Em suma o crescimento chinês será feito de forma gradual da mesma forma que os EUA deixarão de participar com os seus dólares por todo o mundo. A crise do subprime e o aumento do preço do petróleo e cereais faz com que a Super-Potência mundial tenha de aos poucos ir se retirando de um cenário unipolar para um cenário multipolar. Á medida que isto for acontecendo a China será cada vez mais forte na região e no Sistema Internacional. Assim o Japão terá de por si tratar dos seus assuntos militares ou integrar a OTAN. Na primeira opção deu-se um cenário de multipolaridade e a OTAN não se tornou numa organização de segurança colectiva, no segundo tornou-se e terá de desafiar membros do Sistema Internacional como a China e seus possíveis aliados como a Rússia. Aqui fica sem resposta qual o papel da Uniam Europeia, visto que o futuro desta instituição determinará a postura dos EUA no Ocidente. Uma União Europeia para além da OTAN e uma China forte, fazem o Sistema Internacional seguir a tendência da primeira opção apresentada, a extinção da OTAN e a emergência militar do Japão e China. Juntamente com as consequências que isso acarreta.



[1] James E. Dougherty, Robert L. Pfaltzgraff, Jr. “Relações Internacionais: As Teorias em Confronto”, Gradiva, Lisboa 2003.
[2] Thomas W. Robinson, “China Confronts the Soviet Union: Warfare and Diplomacy on China’s Inner-Asian Frontiers”, Fairbank and MacFarquhar, Cambridge, History of China, xv. Pp. 218-301 e 402-472.
[3] Joshua Copper Ramo, “The Beijing Consensus”, Foreign Policy Centre, London 2004, pp. 55-60.
[4] Preemptive War and International Law Steven C. Welsh, CDI Research Analyst, http://www.blogger.com/swelsh@cdi.org
5 De Dezembro de 2003, http://www.cdi.org/news/law/preemptive-war.cfm. No final deste texto pode-se encontrar bibliografia suplementar por ser extensa não se adequa para este trabalho. Porém o texto fundamental da Doutrina Bush pode ser lido na integralidade neste link aqui colocado, sendo que foi este link que serviu para a formulação de uma síntese com o trabalho da Política Externa Chinesa.
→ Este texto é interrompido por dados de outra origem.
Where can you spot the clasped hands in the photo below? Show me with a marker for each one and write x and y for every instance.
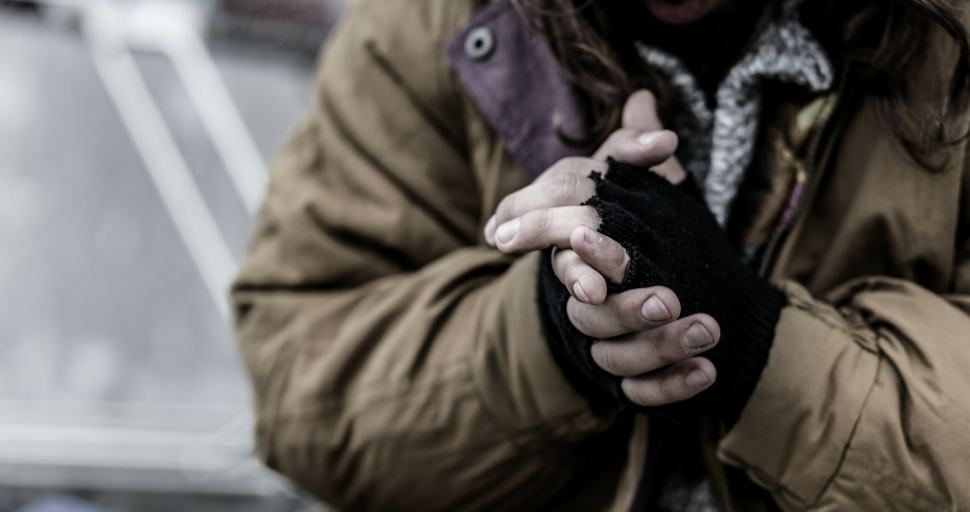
(640, 334)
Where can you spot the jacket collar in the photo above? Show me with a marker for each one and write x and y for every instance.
(513, 78)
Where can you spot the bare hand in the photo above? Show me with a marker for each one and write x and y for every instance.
(642, 338)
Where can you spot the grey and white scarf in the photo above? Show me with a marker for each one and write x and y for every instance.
(716, 146)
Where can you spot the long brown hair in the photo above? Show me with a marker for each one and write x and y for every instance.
(882, 42)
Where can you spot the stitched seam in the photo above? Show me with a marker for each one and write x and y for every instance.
(453, 229)
(412, 96)
(852, 432)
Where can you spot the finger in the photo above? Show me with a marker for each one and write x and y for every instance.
(543, 228)
(622, 313)
(671, 170)
(572, 165)
(672, 384)
(645, 351)
(584, 283)
(638, 147)
(640, 111)
(601, 252)
(562, 189)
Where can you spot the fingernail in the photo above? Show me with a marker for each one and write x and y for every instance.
(490, 230)
(506, 232)
(654, 310)
(697, 337)
(696, 379)
(580, 293)
(649, 138)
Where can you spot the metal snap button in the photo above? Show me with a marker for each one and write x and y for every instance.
(480, 43)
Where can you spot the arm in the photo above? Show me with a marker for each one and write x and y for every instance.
(863, 403)
(397, 365)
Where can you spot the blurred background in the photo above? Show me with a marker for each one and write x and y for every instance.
(134, 137)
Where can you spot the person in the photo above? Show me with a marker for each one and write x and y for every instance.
(629, 255)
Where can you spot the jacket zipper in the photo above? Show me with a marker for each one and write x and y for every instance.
(806, 178)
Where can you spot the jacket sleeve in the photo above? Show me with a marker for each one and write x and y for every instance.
(398, 364)
(864, 403)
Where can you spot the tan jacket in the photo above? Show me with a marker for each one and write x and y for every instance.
(398, 362)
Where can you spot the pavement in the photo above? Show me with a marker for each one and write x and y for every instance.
(112, 353)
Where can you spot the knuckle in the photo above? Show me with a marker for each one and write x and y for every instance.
(541, 220)
(506, 207)
(668, 391)
(563, 188)
(636, 391)
(577, 165)
(607, 358)
(657, 353)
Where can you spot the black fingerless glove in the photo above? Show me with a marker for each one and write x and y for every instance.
(673, 241)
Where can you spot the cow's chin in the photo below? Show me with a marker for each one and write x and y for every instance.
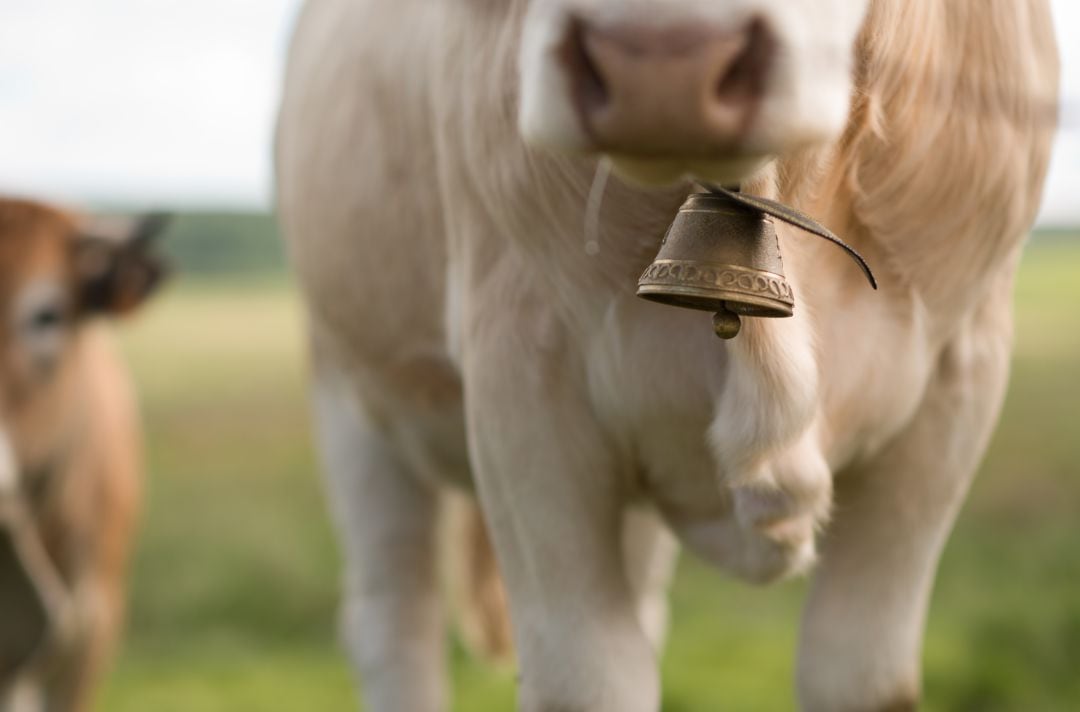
(660, 172)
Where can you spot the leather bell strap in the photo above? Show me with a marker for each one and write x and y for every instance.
(794, 217)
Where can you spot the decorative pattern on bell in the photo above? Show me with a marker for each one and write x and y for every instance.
(721, 256)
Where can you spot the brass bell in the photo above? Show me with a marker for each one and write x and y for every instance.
(723, 256)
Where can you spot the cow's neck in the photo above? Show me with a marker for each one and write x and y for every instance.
(932, 176)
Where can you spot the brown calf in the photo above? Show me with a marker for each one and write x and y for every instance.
(69, 451)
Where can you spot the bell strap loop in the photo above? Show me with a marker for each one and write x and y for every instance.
(794, 217)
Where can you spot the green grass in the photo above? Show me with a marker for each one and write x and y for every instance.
(234, 580)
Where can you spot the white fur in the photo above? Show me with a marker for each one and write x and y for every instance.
(443, 259)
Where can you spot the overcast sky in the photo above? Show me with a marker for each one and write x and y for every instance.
(171, 102)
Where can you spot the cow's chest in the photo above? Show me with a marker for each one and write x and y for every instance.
(655, 376)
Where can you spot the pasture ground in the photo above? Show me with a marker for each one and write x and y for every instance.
(234, 580)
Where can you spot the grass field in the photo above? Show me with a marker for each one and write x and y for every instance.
(234, 581)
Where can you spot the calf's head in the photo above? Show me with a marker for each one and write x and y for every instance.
(54, 276)
(712, 89)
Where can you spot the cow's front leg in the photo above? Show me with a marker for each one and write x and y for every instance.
(765, 438)
(553, 497)
(386, 516)
(862, 631)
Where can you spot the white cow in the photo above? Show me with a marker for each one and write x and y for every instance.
(435, 161)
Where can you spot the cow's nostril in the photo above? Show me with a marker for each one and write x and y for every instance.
(746, 78)
(589, 89)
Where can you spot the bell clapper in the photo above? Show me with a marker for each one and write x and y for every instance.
(726, 323)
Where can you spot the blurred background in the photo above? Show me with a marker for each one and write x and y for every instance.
(120, 105)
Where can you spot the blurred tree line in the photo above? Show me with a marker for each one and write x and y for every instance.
(217, 243)
(225, 243)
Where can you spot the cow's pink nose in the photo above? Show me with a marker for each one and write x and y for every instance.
(662, 92)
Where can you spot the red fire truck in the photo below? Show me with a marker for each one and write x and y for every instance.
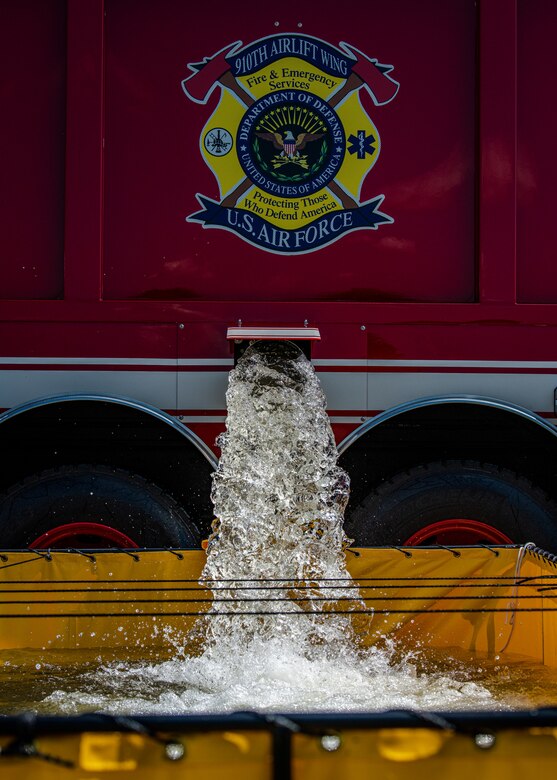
(374, 182)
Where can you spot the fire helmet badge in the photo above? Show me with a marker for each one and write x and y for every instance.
(289, 142)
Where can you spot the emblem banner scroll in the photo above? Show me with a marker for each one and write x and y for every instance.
(289, 142)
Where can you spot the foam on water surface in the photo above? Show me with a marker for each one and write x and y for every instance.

[5] Joseph S. Nye Jr. “The paradox of American Power: Why the World’s Only Superpower Can’t Go It Alone”, New York, Oxford 2006, pp. 18-22.
[6] Timothy Garton Ash, “Free World: America, Europe, and the Surprising Future of the West”, New York, Vintage Books 2004.
[7] Zbigniew Brzezinski, John J. Mearsheimer, “Clash of the Titans”, Foreign Policy, 00157228, Jan/Feb 2005, issue146.